Vorsichtig zog der Wachmann Loriens den Dolch aus der Brust des Prinzen und riss ein Stück Stoff aus seinem Umhang, um die Blutung zu stillen. Dabei spürte er, wie dessen Herz leicht gegen seine Hand schlug. Haldir schrie auf. Noch war nicht alles verloren. In seinem Kopf begann es zu arbeiten. Ihm war klar, dass Legolas schnellstens Hilfe brauchte. Bis in den goldenen Wald würde es der Prinz nie schaffen. Der Lorienelb wusste, dass es nur eine Chance gab - das Haus des Königs von Düsterwald.

'Thranduil würde seinen Sohn nicht einfach sterben lassen', schoss es Haldir durch den Kopf. 'Das konnte er nicht tun.' Der Lorienelb hob Legolas vorsichtig hoch, bedacht, ihm nicht noch mehr Schmerzen zuzufügen.
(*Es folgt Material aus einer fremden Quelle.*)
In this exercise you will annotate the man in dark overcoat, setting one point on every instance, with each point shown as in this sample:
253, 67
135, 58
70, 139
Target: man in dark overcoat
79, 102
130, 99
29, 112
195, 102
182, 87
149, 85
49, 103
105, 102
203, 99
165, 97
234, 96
Haldir stieg auf das nächstbeste Pferd, bettete Legolas sicher in seinen Armen und galoppierte dem Palast entgegen. Auf dem Weg dahin, nahm er besorgt zur Kenntnis, wie nah der Feind dem Königshaus schon war, aber Haldir verdrängte es. Notfalls würde er es mit seinem Leben verteidigen, nur damit der Thronfolger eine Chance hatte, zu überleben. Am Palast versperrten die Wachen zunächst Haldirs weiterkommen, aber als sie den Elben erkannen, der leblos in dessen Armen lag, wichen sie zurück und gaben den Weg frei. Im Thronsaal wurden letzte Vorbereitungen getroffen, dem Ansturm der Orks standzuhalten. Als der Elb Loriens eintrat verstummten alle Anwesenden und Thranduils Augen starrten ihm wütend entgegen.

"Wie können Sie es wagen...", zischte der König, aber als Haldir ihm den leblosen Körper seines Sohnes vor die Füße legte, wich die Wut größter Angst. "Legolas..", flüsterte er kaum hörbar, als er neben dem Prinzen auf die Knie sank. Die zitternden Hände des Königs strichen sanft über Legolas Haare und fast in Panik schrie er nach den Heilern seines Hauses. Haldir vernahm hoffnungsvoll die Wandlung des unnahbaren Königs zum besorgten Vater.

In diesem Moment knallte es dumpf an der Palasttür. Der Feind war gekommen. "Retten Sie ihren Sohn!!!", sagte der Lorienelb, bevor er die Waffen zog und dem Gegner entgegen ging. Thranduil hob Legolas vorsichtig hoch und eilte in dessen Privatgemächer, die sich auf der anderen Seite des Hauses befanden. Mit einem väterlichen Blick überließ er den Prinzen den Heilern , zog sein Schwert und folgte seinen Wachen in den Kampf. Dort wurde Haldir langsam klar, dass die Verteidiger ein Wunder brauchten. Etwas traf den Elben hart am Kopf, so dass er gegen die Palastmauern taumelte. Im letzten Moment fand sein Schwert den richtigen Weg. Benommen lehnte der Wachmann für einen Augenblick an der Wand. Nur verschwommen nahm er daher mit, wie ein relativ großer Elbentrupp dem Feind in den Rücken fiel. Bestärkt von neuer Hoffnung nutzte Haldir die kurze Verwirrung der Orks und schnell fielen einige der Klinge Loriens zum Opfer. Das Blatt wendete sich und die wenigen noch lebenden Angreifer flohen in die Dunkelheit des Waldes.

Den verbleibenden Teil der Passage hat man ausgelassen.